Maiana do Nascimento, amiga antiga da família, descreveu como ele estava nos últimos dias: "Ele não estava andando, não realizava nenhuma refeição via oral, apenas por sonda. Tomava mais de dez remédios por dia. Falava poucas coisas e com dificuldade para ser compreendido", contou pelo celular da mãe de Guilherme, após o velório.
No fim de 2025, a família criou uma página nas redes sociais para mostrar a realidade de quem havia passado pela intoxicação. As publicações reuniam registros de como o rapaz era antes do ocorrido, passando pelas sessões de fisioterapia, pelo batismo nas águas realizado em abril deste ano e pelo dia da alta hospitalar, quando profissionais de saúde formaram uma fila no corredor com balões e aplausos.
A família também organizou uma vaquinha para ajudar nos cuidados diários. "Compramos itens pra uso pessoal dele e utilizamos para melhoria de locomoção dele dentro de casa", contou Maiana.
O que aconteceu
Tudo começou em agosto de 2025, quando Guilherme comprou um gin em uma adega próxima de casa. "Ao ingerir ele passou mal dizendo que estava com visão turva e embaçada. Fomos ao hospital e daí em diante começou a nossa luta pela vida dele. Ele sofreu diversas paradas cardíacas", relatou a amiga. O rapaz estava internado desde a última quinta-feira e não resistiu a complicações pulmonares.
O metanol é um álcool de uso industrial, presente em solventes e outros produtos químicos, extremamente perigoso quando ingerido. Ao ser processado pelo fígado, libera substâncias tóxicas que comprometem a medula, o cérebro e o nervo óptico, podendo causar cegueira, coma e morte. Também pode provocar insuficiência pulmonar e renal.

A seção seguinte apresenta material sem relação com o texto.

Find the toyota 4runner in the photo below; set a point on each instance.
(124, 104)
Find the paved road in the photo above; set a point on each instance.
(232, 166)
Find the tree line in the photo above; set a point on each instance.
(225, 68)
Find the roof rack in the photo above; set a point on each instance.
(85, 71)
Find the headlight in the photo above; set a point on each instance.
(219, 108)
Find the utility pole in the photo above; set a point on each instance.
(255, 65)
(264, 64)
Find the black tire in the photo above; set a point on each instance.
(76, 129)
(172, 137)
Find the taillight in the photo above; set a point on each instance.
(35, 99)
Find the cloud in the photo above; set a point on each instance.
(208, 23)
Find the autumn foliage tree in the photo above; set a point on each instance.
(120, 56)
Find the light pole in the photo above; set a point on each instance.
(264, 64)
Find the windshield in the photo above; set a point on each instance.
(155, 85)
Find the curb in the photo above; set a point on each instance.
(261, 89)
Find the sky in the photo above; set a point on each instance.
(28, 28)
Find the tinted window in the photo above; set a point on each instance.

O velório e as outras vítimas
A cerimônia de despedida contou com a presença de familiares e amigos, incluindo Helena, mãe de Rafael Anjos Martins, e Sheily, irmã de Wesley Neves Pereira, ambos também vítimas de intoxicação por metanol após ingerirem bebidas adulteradas. Rafael, 27 anos, morreu em novembro após ficar 52 dias em coma. Wesley, motoboy, recebeu alta em outubro após 45 dias internado e ainda se recupera das sequelas.
O cenário em São Paulo
Segundo o último boletim do estado de São Paulo, que ainda não contabilizava a morte de Guilherme, foram confirmados 54 casos desde 2025, sendo 12 óbitos registrados em cidades como São Paulo, São Bernardo do Campo, Osasco, Jundiaí, Sorocaba e Mauá.

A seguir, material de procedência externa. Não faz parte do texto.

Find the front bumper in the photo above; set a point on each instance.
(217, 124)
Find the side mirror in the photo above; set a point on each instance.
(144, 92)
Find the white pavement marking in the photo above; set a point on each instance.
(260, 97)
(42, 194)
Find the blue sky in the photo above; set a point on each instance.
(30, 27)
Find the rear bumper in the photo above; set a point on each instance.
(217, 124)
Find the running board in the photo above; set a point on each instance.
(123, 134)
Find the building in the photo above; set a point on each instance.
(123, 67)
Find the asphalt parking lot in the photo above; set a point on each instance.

A Secretaria de Estado da Saúde reforça que a população deve adquirir apenas bebidas de fabricantes legalizados, com rótulo, lacre de segurança e selo fiscal. Os sintomas de alerta são dores abdominais intensas, tontura e confusão mental — e o socorro em até seis horas após o início dos sintomas é fundamental. Em caso de suspeita, o Centro de Controle de Intoxicações (CCI-SP) pode ser acionado pelos telefones (11) 5012-5311 e 0800 771 3733.

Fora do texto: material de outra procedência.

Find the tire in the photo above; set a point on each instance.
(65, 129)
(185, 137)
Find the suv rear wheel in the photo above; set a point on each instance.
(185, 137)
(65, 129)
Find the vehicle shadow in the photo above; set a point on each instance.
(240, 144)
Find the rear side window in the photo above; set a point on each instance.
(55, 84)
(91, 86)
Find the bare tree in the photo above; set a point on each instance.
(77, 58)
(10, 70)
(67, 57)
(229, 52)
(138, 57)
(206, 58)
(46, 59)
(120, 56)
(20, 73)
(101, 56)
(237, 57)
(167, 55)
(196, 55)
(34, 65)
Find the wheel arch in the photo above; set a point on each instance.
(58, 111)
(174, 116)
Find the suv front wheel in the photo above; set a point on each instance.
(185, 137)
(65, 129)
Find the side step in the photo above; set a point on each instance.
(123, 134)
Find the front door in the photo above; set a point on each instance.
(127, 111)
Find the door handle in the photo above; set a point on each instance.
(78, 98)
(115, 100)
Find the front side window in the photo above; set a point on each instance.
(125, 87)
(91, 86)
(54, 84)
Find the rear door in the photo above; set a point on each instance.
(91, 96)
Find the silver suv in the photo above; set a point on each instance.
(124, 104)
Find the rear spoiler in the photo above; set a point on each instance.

As vítimas fatais confirmadas
Além de Guilherme, outras doze pessoas morreram em decorrência da intoxicação por metanol em São Paulo desde 2025: Ricardo Lopes Mira, 54 anos (SP); Marcos Antônio Jorge Júnior, 46 anos (SP); Marcelo Lombardi, 45 anos (SP); Bruna Araújo, 30 anos (São Bernardo do Campo); Daniel Antonio Francisco Ferreira, 23 anos (Osasco); Leonardo Anderson, 37 anos (Jundiaí); Cleiton da Silva Conrado, 25 anos (Osasco); Rafael Anjos Martins, 27 anos (SP); Jhenifer Carolina dos Santos Gomes, 27 anos (Osasco); Felipe Henrique Alves da Silva, 26 anos (Sorocaba); Eduardo Barbosa, 62 anos (São Bernardo do Campo); e Willian de Souza Turvollo, 26 anos (Mauá).